1月21日(金・現地時間)にテキサス州フリスコにあるスポーツ・アカデミー・アット・ザ・スターでWNO13が開催され、WNOライトヘビー級王座決定戦=クレイグ・ジョーンズ×ペドロ・マリーニョ、WNOミドル級選手権試合=王者タイ・ルオトロ×挑戦者リーヴァイ・ジョーンズレアリーという2つのタイトル戦が組まれることが発表されている。

ムンジアルが2年振りに開催された今も、北米でのグラップリング熱は収まらず、MMAファイターも多く参戦するなか、純粋グラップラーの活躍でこのジャンルをリードするWNOが2022年も早速注目カードを揃えてきた。


新設されるライトヘビー級王座を争うクレイグとマリーニョは揃って9月に行われたWNO Championshipsのミドル級王座決定トーナメントを欠場しているが、翌月にクレイグはPolarisノーギ・ミドル級王座をダヴィ・ハモスを相手に防衛し、今月19日には──なんちゃってコンバット柔術でドナルド・セラーニを下している。

一方、グレイシーバッハの黒帯マリーニョは10月に開催されたノーギワールズで無差別級とヘビー級を制し、ポイント有りノーギで──黒帯初年度にして世界最強グラップラーの地位を獲得している。

レスリング力もあり、足関節も使いこなしながら、ギロチンというスクランブル系の極めを持つマリーニョ。ADCCイヤーの戦い初めでクレイグを相手に、どのような試合を見せることができるのか、非常に興味深い。

(C)CLAYTON JONES/WNO

そんなクレイグとマリーニョが欠場したトーナメントを制し、ミドル級王者となったタイの初防衛戦の相手=ジョーンズレアリーは10月のWNOに初参戦し、オリバー・タザを判定で下している。
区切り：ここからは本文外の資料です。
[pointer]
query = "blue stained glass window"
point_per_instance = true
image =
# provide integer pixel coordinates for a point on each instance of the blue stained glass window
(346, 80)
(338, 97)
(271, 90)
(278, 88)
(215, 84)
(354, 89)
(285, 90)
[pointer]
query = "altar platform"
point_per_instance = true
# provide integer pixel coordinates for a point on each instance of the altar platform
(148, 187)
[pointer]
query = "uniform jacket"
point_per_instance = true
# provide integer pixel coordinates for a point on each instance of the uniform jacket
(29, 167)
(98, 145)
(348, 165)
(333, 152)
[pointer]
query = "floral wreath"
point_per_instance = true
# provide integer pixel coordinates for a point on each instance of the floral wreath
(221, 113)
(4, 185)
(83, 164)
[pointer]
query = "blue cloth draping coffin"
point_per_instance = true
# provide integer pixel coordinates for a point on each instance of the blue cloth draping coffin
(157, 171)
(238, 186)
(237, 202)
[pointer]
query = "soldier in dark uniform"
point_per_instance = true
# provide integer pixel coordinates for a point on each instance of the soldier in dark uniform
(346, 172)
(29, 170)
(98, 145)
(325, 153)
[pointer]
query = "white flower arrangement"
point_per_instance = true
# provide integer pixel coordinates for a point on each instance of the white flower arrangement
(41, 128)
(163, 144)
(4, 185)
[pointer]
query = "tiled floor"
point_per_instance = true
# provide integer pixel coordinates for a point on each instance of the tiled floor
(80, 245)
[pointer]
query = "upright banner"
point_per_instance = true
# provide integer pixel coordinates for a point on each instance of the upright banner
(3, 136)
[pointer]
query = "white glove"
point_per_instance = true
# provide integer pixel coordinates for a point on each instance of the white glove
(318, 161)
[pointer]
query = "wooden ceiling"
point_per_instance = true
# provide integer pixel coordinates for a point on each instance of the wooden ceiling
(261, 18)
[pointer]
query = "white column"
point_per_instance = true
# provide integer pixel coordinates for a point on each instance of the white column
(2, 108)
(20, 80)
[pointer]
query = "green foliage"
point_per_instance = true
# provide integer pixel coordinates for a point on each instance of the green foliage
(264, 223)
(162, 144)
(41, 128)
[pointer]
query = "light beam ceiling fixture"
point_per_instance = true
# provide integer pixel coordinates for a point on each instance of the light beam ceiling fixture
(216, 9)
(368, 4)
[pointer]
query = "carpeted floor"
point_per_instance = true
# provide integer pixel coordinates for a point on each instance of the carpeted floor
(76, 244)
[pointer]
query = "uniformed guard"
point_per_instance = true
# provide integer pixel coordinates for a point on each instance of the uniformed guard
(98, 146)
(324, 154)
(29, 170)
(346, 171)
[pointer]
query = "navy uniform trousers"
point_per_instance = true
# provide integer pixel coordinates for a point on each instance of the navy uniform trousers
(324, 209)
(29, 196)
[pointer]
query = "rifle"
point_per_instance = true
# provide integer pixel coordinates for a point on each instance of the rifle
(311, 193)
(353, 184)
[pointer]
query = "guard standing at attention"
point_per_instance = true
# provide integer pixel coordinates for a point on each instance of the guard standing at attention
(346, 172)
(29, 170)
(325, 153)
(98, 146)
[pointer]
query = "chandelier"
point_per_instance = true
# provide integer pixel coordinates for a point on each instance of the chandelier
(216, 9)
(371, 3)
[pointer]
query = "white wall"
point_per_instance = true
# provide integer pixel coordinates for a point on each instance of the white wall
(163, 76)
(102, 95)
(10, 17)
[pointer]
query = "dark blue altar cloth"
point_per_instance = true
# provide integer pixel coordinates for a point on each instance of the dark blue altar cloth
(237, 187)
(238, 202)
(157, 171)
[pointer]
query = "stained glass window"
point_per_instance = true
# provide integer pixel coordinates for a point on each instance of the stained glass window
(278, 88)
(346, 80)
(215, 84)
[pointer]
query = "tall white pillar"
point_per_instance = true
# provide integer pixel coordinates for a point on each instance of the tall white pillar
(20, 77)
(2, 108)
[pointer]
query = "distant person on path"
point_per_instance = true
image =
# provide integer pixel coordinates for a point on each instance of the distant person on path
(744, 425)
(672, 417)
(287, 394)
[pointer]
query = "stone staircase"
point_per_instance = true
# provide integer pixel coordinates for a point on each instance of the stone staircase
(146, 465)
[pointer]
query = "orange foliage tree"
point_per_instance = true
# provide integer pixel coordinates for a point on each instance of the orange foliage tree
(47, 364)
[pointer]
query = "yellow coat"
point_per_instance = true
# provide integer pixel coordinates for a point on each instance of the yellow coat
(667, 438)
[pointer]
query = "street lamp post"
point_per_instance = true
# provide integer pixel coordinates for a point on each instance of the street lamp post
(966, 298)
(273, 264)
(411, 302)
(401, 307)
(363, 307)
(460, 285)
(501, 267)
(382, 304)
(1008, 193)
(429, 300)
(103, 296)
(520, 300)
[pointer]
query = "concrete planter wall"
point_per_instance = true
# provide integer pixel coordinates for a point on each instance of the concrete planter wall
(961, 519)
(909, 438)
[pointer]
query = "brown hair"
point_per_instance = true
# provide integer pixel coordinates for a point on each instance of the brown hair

その後、アブダビ・ワールドプロ、ムンジアルを経てWNO王座挑戦という機会を得た。

(C)CLAYTON JONES/WNO

オープンガードとベリンボロのユニティらしいコンビネーションで、10代の百戦錬磨=タイへの攻略は可能か。

ノーギにおけるベリンボロ攻防が、どのようなグラップリングの未来を見せてくれるのか──見逃せないミドル級選手権試合だ。